The Wildest Place on Earth: Italian Gardens and the Invention of Wilderness
John Hanson Mitchell Counter Point Press, $24.
Nature writer Mitchell meditates on the connection between the idealized wilderness of Renaissance gardens and 19th-century American conservationists in this idiosyncratic exploration of landscapes.
Einstein, Picasso: Space, Time, and the Beauty that Causes Havoc
Arthur I. Miller Basic Books, $30.
Historian Miller compares the early careers of Einstein and Picasso and discovers remarkable similarities between the theory of relativity and Cubism.
Glorious Eclipses: Their Past, Present, and Future
Serge Brunier and Jean-Pierre Luminet Cambridge University Press, $39.95.
Photojournalist Brunier and astronomer Luminet augment their luminous images and text with clear maps to plan eclipse viewing through 2060.

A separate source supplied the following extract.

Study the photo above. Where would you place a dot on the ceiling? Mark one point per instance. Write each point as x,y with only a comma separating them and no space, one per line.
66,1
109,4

Beyond the Edge of the Sea: Sailing with Jason and the Argonauts, Ulysses, the Vikings, and Other Explorers of the Ancient World Mauricio Obregón Random House, $21.95.
Sheba: Through the Desert in Search of the Legendary Queen
Nicholas Clapp Houghton Mifflin, $26.
Historian Obregón crisscrosses the globe to re-create the voyages of Greek myth and Viking sagas, and filmmaker Clapp scours the deserts of Arabia in search of the biblical queen of Sheba.
Conned Again, Watson: Cautionary Tales of Logic, Math, and Probability Colin Bruce Perseus Books, $24.
London's master sleuth Sherlock Holmes and his trusty sidekick, Dr. Watson, live again, thwarting criminals and con men with the aid of statistics and game theory, in amusing short stories penned by physicist Bruce. — Eric Powell
"African Roots of the Amistad Rebellion: Masks of the Sacred Bush" will appear at the Peabody Museum of Natural History, New Haven, Connecticut, from now until December 31, 2001: www.peabody.yale.edu/exhibits/mende.
"Call and Response: Journeys of African Art" will appear at the Yale University Art Gallery from now until March 25, 2001: www.yale.edu/artgallery.